Sbaraglia, I sogni e gli spari

A trent’anni esatti di distanza sono molti i libri usciti sul fatidico ’77. Un anno cruciale, di svolta e di crisi, forse negativo: segnando la fine dei sogni nati con il ’68 o, più precisamente, agli inizi degli anni ’60. Poi tutto degenerò in violenza e si passò agli spari, e furono in molti a cadere, a fuggire all’estero, a finire in galera. Infatti il libro di Emiliano Sbaraglia s’intitola proprio così: I SOGNI E GLI SPARI – Il ’77 di chi non c’era (Azimut, 2006). Io c’ero, nel 1977, e all’Università di Roma ricordo tensione e paura, ma anche fermento e tante idee e la voglia di conoscere e capire. Ora tutto sembra più stazionario, come paralizzato, e si è creato un distacco spaventoso tra i giovani e la politica, tra i giovani e la realtà in cui vivono. In quell’anno, al contario, che gran casino! quante manifestazioni, lotte, idee, e l’esplosione delle radio private che allargano le piazze e le uniscono (le "radio libere", con Radio Alice nella Bologna di Marconi e, a Roma, Radio Città Futura e Radio Onda Rossa, e tante altre), della musica rock, i raduni a Milano a Parco Lambro, il movimento femminile che si rafforza, la fantasia un po’ folle degli indiani metropolitani, le centinaia di riviste (e non solo nelle grandi città), i fogli ciclostilali, le nuove case editrici, Lotta continua,  la "controinformazione"… ma anche la droga, la violenza che cresce giorno dopo giorno, anche per via d’uno scollamento enorme tra i partiti di sinistra e il Movimento del ’77 che tante cose vorrebbe cambiare. Chi non ricorda l’episodio di Lama cacciato dall’università di Roma il 17 febbaio 1977? Forse un modo ben studiato per tracciare un solco profondo tra gli studenti e gli operai, i lavoratori. Un Pci che cresce e non dà frutti, come un albero gigantesco, ma sterile. Ci si sente delusi, orfani, si grida al tradimento, sui muri appaiono scritte del tipo "Enrico e Giulio uniti nella lotta". Allora nascono e si moltiplicano gruppi e sottogruppi extraparlamentari, poi la deriva armata, la P38.

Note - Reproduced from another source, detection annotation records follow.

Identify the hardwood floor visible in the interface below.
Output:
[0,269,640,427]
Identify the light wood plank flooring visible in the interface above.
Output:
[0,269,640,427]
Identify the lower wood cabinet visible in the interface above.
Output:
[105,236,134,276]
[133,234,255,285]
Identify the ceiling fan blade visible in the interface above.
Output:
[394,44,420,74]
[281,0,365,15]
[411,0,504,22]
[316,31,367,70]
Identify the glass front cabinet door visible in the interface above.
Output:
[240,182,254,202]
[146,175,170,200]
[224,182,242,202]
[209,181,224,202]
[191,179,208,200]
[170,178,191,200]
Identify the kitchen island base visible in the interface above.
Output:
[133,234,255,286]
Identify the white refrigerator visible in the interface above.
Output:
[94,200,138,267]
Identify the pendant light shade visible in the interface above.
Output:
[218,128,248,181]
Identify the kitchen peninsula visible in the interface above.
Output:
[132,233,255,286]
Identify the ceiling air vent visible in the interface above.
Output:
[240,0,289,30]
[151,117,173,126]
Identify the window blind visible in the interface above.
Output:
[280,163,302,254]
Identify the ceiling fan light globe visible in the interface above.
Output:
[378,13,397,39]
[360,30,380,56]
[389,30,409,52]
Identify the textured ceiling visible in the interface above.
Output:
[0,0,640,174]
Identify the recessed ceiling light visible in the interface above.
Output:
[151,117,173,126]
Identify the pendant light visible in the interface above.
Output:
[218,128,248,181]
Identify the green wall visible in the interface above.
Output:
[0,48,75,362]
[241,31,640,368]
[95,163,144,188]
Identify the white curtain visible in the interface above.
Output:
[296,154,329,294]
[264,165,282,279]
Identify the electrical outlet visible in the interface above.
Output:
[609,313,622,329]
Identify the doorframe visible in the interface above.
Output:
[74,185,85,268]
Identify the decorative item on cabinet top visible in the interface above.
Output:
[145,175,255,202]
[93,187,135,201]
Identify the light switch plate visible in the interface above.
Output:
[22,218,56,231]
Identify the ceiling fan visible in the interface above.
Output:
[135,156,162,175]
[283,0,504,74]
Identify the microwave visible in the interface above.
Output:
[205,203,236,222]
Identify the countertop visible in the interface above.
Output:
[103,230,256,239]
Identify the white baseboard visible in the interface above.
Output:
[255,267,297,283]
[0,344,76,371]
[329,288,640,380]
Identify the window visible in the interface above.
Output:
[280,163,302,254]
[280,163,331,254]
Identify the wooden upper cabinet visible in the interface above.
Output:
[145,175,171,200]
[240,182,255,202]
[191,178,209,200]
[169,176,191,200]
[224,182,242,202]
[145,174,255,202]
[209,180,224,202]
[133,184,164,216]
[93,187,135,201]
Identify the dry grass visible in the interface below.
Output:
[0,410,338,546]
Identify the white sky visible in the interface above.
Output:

Quello che non sono riuscito a capire di quell’anno è perché la fine d’una utopia (la fantasia al potere, la rivoluzione democratica, le comuni ecc.) abbia generato un’altra utopia: quella di compiere una rivoluzione sociale e politica usando le armi. Cioè la morte. Forse fu un colpo di coda (e di follia): la voglia di tenere in piedi comunque quel sogno, magari con gli spari. Che però non erano fuochi d’artificio. Ecco la deriva armata, che come si sa coinvolse anche l’estremismo di destra e i servizi segreti (più o meno deviati, che potremmo definire "estremismo di stato"). La strategia del "colpo sul colpo". Il rapimento di Aldo Moro con l’eliminazione dei cinque uomini di scorta il 16 marzo 1978, lo stesso giorno della fiducia al IV governo Andreotti ("governo delle astensioni"): un monocolore Dc che segna l’inizio di  quel compromesso storico voluto da Moro, ma con ben altre intenzioni, e il ritorno del Pci nell’area governativa dopo trent’anni di opposizione. E a maggio il corpo dello statista ritrovato in via Caetani, tra via delle Botteghe oscure (sede Pci) e piazza del Gesù (sede Dc), lo stesso giorno dell’uccisione di Peppino Impastato (ma la mafia era a conoscenza che il ritrovamento del corpo di Moro sarebbe avventuo proprio quel giorno?). E poi la miscela di tritolo e T4 che fece saltare in aria la stazione di Bologna il 2 agosto 1980, con i suoi 85 morti e 200 feriti. Sono fatti collegati? Invito Emiliano Sbaraglia, così preciso e documentato e dotato di chiarezza espositiva, a scrivere un libro, dopo questo sul ’77, dedicato al ’78 o, meglio ancora sul triennio (gli anni bui della Repubblica italiana) 78-80.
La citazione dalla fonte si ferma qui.